How do I ensure I stay inspired, and don't burn out?
Make sure you give yourself time to visit showrooms and events. This might feel like a luxury when you are super busy, but I can guarantee you'll find inspiration and ideas that will help you with whatever you are working on. These outings will remind you why you love what you are doing and keep your creativity fresh. BIID are a great resource for industry events and talks.
How do I get my first client?
Create an online presence (however simple to start with), so you have a reference point. Then go to design events in your target area to meet contacts closely aligned to your business (e.g. architects and landscape designers) to help create referrals and build your brand presence. Word of mouth amongst your peers is one of the best ways to attract new clients at the beginning.
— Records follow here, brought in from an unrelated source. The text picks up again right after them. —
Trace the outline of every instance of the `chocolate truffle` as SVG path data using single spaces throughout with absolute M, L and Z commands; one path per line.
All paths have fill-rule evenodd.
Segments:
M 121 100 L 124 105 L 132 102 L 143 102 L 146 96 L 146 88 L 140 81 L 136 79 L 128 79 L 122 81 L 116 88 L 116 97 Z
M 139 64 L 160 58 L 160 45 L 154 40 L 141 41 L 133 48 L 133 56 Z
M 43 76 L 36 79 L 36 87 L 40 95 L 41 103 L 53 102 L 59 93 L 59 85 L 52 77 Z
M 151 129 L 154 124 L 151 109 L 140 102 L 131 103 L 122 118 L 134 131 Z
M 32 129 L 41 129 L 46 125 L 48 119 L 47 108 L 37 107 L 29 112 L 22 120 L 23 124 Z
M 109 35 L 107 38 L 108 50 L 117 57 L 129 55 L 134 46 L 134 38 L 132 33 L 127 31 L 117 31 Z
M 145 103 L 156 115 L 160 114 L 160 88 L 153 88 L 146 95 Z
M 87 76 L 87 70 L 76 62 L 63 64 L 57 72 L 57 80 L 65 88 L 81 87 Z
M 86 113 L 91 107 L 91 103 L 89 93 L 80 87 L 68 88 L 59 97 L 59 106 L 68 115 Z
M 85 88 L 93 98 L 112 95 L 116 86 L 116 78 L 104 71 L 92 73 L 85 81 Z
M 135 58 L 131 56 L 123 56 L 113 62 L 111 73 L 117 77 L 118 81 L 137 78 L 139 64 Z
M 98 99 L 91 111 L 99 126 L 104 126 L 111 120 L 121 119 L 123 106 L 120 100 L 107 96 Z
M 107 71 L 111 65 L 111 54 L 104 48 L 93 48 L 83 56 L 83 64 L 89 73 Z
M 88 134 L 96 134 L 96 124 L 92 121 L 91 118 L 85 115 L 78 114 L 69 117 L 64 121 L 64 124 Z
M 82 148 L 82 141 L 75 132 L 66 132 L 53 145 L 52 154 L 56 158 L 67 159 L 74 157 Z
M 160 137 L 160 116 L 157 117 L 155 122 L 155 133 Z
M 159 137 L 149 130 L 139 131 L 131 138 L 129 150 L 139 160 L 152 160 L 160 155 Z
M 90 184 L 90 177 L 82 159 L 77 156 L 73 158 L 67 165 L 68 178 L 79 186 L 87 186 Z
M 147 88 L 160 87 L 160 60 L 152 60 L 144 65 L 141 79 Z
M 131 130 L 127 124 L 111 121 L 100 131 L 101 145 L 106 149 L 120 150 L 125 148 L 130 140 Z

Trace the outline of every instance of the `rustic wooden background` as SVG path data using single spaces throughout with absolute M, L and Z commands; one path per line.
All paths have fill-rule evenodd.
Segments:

You can also optimise your website with Google Adwords to attract enquiries further afield and link your site to a social media campaign for an additional boost.
Are there any particular pieces of technology I need before launching my design startup?
Estimac is invaluable when quoting supply to your clients. It also helps you run project coordination efficiently and accurately – doing the figures and producing invoices. It's good as well to invest in a copy of Vectorworks or Autocad to set up the drawing side of the studio. Other helpful and less costly software include Quickbooks for your accounting and InDesign for concept boards.
Is there a right and wrong way to source suppliers?
Go about meeting suppliers in a collaborative context. You are working with them creatively and it's all about building two-way relationships. A recommendation to a supplier from another party is always ideal. However, if you don't have that direct recommendation, meeting suppliers face-to-face should give you enough confidence to try them out on smaller projects initially to establish confidence. Comparing costs across two or three suppliers on the same job is a useful exercise, so you know where they sit and what projects they might be suited to. It's also really important for them to share your company values on service and quality. They'll often be representing you in front of your clients, so make sure they are aligned with your brand.